Leighton Andrews
Does the First Minister agree that the biggest impact on poverty in Wales is caused by the UK Government’s welfare cuts, such as the bedroom tax? Does he also agree with me that the impact of the latest proposals of the UK Government to make claimants sign in at job centres on a daily basis could mean that many of my constituents would have to pay more than half their benefit in travel costs?
Finally, is the First Minister aware that today the Prime Minister has said that he does not know the price of a loaf of bread because he uses a breadmaker? I think that the breadmaker is called Clegg. Does the First Minister agree with me that the clear message going out from the UK Government to those in poverty is that they should buy a breadmaker?
Carwyn Jones
Y Prif Weinidog / The First Minister
‘Give us this day our daily bread’ says the Lord’s Prayer. That is not something that the UK Government is providing for the vast majority of people. ‘Give us this day our daily breadmaker’ sounds more like it. However, I think the point is a serious one, and it is this: with the bedroom tax—[Interruption.] What is the price of a loaf of bread? It depends what type it is. It varies between 60p and £2.50, depending on where you buy it and what type of bread it is. It is like asking what the price of a car is. [Interruption.]

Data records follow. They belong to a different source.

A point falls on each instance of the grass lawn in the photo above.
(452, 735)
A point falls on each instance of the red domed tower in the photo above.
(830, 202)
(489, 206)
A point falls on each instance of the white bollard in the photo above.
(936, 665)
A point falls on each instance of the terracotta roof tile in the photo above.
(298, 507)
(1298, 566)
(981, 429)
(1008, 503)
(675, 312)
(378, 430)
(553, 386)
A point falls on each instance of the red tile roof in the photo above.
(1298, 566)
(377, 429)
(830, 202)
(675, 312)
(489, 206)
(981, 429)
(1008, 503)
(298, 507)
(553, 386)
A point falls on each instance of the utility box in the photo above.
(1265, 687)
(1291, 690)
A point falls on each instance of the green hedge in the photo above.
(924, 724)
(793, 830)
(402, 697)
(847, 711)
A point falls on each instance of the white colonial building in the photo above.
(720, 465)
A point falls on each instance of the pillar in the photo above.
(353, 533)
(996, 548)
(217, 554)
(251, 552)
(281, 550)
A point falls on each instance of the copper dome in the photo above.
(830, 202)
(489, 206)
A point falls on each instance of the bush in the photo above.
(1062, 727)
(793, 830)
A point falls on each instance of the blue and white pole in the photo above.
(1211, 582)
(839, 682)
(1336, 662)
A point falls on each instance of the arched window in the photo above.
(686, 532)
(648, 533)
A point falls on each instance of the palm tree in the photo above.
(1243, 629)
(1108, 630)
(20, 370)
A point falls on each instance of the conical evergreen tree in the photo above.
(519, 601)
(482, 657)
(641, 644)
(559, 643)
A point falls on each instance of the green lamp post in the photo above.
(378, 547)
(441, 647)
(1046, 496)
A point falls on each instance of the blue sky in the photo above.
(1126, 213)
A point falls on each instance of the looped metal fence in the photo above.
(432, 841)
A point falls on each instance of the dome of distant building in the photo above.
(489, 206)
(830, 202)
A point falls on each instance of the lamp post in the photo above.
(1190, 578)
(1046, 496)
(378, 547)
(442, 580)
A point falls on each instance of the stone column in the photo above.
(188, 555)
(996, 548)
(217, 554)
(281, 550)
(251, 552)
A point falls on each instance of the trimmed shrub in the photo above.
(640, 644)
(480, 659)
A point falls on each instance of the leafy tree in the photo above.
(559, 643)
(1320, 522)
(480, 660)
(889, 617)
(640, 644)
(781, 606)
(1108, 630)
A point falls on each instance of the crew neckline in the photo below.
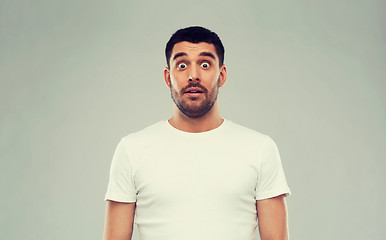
(209, 132)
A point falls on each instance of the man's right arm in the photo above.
(119, 220)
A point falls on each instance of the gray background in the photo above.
(76, 76)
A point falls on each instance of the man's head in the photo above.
(195, 70)
(195, 34)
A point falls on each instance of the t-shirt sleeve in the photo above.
(121, 187)
(271, 181)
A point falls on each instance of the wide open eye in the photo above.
(205, 65)
(182, 65)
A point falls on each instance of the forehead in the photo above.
(193, 49)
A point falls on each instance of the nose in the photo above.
(194, 75)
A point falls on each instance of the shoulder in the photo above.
(246, 134)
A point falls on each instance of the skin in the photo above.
(188, 65)
(211, 78)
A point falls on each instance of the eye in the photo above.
(205, 65)
(182, 65)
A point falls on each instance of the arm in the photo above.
(272, 218)
(119, 220)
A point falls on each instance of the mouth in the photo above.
(194, 92)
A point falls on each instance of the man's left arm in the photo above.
(272, 218)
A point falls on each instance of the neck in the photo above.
(209, 121)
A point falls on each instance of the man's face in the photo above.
(194, 77)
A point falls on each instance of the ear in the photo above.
(167, 76)
(223, 75)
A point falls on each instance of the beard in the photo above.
(192, 108)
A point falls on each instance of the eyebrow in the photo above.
(179, 55)
(207, 54)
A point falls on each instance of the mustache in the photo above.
(195, 85)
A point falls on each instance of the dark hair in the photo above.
(195, 34)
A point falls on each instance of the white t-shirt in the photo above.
(196, 185)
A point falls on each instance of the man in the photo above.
(196, 175)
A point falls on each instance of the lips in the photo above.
(194, 92)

Y Dirprwy Lywydd / The Deputy Presiding Officer
Order. The hubbub has now got to the scale where I cannot hear what is going on. I do know the price of bread, so I did not need that information. First Minister, you really should not react to sedentary comments, ever.
Carwyn Jones
Y Prif Weinidog / The First Minister
As somebody who is often told by people in Bridgend, ‘It’s nice to see you out shopping in the local shops’, that is something that I am more than familiar with. I am given the task, when I am free, to go shopping, so I am familiar with the price of bread and litres of milk.
The serious point here is this: there are people who will be suffering as a result of these benefit cuts. The point that the Member for the Rhondda makes about travel costs is a serious point. People will now have to lose money in order to sign in, for no apparent purpose or reason; it will not help them to get jobs and to reduce the number of people who are unemployed. It is the same with the idea that people who are long-term unemployed should be made to work. That is an argument that many people in Wales would find attractive, I understand that, but it is not an attractive argument if it means that those people would be doing work that people who are paid to do it can no longer do, and they lose their jobs as a result. We know from the bedroom tax and the benefit cuts that the reality is that the message the Tories and the Lib Dems are trying to project is that people who are unemployed have only themselves to blame. That is what they are saying. The people who are being made redundant—it is their own fault. The people who lose their jobs because of the economic conditions created by the UK Government—it is their fault. That is the narrative that they are trying to construct, but the reality is that none of them understands the true cost on individuals and families in Wales of the benefit cuts that their Government is taking forward.